Trends in Japan

Cheaper, Simpler Overseas Weddings Lure Japanese Couples

APRIL 25, 1996

A growing number of couples are not only honeymooning abroad but holding their wedding outside Japan too. Foreign venues are trendy but cost less and free couples of the formalities that characterize Japanese affairs. Travel industry executives see the trend as a paramount business opportunity, and many confidently predict that 10% of all Japanese weddings will take place abroad by the year 2000.

Japanese Wedding Rites
Most Japanese wedding ceremonies and receptions are held in hotels or special halls. In general only the bride and bridegroom, close relatives, and the couple that serves as go-between attend the ceremony, which is commonly Shinto but sometimes Buddhist or Christian in style.

Following this, the people at the ceremony, along with other relatives, friends, and associates of the bride and bridegroom, gather in a banquet hall for the reception to toast the couple and hear speeches by principal guests over a meal.

Planning the wedding ceremony and reception is no easy task, because a host of time-honored customs must be observed. Decisions on the guest list, seating arrangements, and order of the speeches can be grueling. To make matters worse, the whole affair usually costs millions of yen.
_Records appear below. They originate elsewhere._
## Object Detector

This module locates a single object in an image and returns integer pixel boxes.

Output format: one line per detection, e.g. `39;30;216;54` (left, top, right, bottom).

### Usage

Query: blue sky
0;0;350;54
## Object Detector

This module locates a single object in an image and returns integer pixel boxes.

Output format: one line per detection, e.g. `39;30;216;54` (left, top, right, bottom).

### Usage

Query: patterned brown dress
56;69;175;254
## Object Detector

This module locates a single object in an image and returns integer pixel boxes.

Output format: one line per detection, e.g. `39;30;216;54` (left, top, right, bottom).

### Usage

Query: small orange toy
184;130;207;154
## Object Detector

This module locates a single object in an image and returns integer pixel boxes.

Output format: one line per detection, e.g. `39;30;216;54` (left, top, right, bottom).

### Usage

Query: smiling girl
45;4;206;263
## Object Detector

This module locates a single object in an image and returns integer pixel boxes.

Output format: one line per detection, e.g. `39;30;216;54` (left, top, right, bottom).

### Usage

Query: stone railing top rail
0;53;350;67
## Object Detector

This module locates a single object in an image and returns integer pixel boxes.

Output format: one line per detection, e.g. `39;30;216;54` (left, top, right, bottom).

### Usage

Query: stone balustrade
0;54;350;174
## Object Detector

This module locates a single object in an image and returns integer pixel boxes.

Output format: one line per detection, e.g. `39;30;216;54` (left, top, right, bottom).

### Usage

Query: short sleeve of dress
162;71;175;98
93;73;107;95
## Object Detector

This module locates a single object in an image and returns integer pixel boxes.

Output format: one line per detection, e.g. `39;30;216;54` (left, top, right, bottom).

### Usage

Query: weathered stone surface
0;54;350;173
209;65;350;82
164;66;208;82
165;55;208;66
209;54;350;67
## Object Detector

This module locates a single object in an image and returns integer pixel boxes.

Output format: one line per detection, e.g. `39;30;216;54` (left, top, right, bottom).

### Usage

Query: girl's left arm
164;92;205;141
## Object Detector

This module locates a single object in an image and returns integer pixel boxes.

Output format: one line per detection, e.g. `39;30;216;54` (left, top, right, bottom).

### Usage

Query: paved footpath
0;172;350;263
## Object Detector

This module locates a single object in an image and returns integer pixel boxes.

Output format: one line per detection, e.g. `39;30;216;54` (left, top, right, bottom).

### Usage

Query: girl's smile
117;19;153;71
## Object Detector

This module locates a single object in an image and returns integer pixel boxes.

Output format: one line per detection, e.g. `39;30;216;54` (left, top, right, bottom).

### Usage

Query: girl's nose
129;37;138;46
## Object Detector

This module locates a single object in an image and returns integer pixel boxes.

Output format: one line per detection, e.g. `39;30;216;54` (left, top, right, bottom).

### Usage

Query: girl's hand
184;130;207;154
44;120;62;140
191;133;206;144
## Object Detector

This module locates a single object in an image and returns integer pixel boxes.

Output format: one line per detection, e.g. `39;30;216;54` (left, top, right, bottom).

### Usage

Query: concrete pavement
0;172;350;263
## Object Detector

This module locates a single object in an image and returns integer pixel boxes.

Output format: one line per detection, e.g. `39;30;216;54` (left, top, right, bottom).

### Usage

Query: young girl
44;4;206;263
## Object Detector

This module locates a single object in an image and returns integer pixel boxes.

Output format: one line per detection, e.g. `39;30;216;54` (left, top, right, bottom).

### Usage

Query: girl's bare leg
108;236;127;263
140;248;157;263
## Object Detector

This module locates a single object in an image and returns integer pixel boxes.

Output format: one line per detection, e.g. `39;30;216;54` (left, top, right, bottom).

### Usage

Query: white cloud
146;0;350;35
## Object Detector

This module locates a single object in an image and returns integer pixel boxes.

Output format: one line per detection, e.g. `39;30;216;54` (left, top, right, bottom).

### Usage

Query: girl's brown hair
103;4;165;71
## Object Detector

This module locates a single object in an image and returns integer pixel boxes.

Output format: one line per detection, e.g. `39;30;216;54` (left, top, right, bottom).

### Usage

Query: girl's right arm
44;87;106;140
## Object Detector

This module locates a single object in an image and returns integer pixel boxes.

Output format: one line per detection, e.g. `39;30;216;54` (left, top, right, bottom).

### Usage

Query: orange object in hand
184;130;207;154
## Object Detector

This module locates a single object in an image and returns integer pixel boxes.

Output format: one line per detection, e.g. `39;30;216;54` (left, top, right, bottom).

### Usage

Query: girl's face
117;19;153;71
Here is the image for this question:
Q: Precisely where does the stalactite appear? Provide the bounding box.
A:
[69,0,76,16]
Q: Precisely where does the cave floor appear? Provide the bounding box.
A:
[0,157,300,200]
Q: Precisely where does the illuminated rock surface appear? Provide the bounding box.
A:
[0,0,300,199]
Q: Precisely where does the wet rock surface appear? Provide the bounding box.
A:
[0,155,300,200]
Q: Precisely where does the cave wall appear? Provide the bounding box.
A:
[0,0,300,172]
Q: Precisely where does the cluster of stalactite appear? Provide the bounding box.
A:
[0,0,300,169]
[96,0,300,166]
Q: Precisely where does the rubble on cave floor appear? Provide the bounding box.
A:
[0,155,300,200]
According to a survey conducted by one major bank, couples today spend an average of 3.3 million yen (31,132 dollars at 106 yen to the dollar) on the wedding and 900,000 yen (8,491 dollars) on the honeymoon. Of course, few have this sort of money, and the parents often have to foot the bill.

Overseas weddings provide the perfect solution for people who want to avoid irksome formalities and not spend a fortune to marry. They also offer an option for those who want something more than a prescriptive ceremony and reception in a hotel or wedding hall.
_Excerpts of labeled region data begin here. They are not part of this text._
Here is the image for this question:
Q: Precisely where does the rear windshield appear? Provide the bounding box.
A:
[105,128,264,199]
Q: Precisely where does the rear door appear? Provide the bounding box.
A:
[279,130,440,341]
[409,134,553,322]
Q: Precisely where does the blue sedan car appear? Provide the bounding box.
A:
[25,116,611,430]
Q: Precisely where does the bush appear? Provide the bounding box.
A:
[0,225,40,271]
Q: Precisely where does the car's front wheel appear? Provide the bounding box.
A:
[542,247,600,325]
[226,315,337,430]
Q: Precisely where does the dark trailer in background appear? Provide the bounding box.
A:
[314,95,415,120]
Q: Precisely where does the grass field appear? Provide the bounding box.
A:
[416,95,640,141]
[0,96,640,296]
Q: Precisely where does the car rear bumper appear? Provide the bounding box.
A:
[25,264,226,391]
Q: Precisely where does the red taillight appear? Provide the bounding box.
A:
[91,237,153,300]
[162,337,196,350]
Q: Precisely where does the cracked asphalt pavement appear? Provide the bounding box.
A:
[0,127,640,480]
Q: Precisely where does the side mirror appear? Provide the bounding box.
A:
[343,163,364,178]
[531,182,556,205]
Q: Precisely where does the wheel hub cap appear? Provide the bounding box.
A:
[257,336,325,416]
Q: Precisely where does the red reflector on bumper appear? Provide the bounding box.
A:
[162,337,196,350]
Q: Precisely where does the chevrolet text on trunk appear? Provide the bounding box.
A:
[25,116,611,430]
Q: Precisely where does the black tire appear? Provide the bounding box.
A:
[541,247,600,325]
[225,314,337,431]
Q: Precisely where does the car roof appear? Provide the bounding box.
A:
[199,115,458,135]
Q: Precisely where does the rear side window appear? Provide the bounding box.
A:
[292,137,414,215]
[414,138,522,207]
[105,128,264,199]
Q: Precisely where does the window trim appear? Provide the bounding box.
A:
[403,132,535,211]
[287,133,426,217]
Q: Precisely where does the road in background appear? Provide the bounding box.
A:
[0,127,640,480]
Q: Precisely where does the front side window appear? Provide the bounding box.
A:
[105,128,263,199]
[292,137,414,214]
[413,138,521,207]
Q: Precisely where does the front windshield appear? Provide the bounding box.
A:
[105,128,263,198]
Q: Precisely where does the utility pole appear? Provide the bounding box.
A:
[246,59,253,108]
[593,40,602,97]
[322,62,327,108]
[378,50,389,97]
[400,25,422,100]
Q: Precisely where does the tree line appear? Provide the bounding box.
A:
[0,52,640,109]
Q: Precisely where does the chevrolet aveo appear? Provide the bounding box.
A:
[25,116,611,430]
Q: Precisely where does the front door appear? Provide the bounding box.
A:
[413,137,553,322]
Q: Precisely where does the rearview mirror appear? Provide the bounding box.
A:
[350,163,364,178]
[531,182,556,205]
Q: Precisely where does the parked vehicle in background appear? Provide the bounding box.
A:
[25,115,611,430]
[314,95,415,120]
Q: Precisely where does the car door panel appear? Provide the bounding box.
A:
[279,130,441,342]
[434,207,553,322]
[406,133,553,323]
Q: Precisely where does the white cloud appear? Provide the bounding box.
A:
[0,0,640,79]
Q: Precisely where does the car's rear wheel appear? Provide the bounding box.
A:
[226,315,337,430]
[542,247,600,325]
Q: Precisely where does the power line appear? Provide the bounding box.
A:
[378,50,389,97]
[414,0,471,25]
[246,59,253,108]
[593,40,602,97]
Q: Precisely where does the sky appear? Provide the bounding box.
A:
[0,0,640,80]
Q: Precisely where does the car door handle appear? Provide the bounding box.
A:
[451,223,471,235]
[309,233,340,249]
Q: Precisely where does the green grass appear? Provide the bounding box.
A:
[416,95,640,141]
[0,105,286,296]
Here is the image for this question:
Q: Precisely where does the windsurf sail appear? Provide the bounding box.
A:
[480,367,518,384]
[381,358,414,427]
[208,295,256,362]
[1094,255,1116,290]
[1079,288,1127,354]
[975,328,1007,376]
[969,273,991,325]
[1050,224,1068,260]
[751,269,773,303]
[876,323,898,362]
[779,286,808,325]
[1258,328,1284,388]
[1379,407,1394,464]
Great Business Expectations
The travel industry has been quick to pick up on this trend. A large number of agencies have set up special counters for overseas weddings and are extending their hours to include Sundays and holidays. Flashy advertisements have appeared on television and in newspapers and magazines.

Industry officials say that a wedding in Hawaii runs to between 600,000 yen (5,660 dollars) and 800,000 yen (7,547 dollars) a couple, including airfare and the cost of the ceremony and reception, and one in Guam or Saipan to just a few hundred thousand yen. Airfare and accommodations for guests, meanwhile, come to about 200,000 yen (1,887 dollars) a person in the case of Hawaii and 100,000 yen (943 dollars) for Guam or Saipan. Since the average number of guests at overseas weddings is seven, the total cost for a Hawaiian venue, for example, is less than 2 million yen (18,868 dollars).

One travel agency estimates that the number of Japanese couples holding their wedding overseas will rise from 30,000 in 1995 to 35,000 in 1996. In the coming years about 8 million people belonging to the second postwar baby boom generation will come of marriageable age. Given their interest in and experiences of traveling in foreign countries, many will certainly seize the chance to get married abroad and it may not be long before the number of these couples reaches more than a hundred thousand.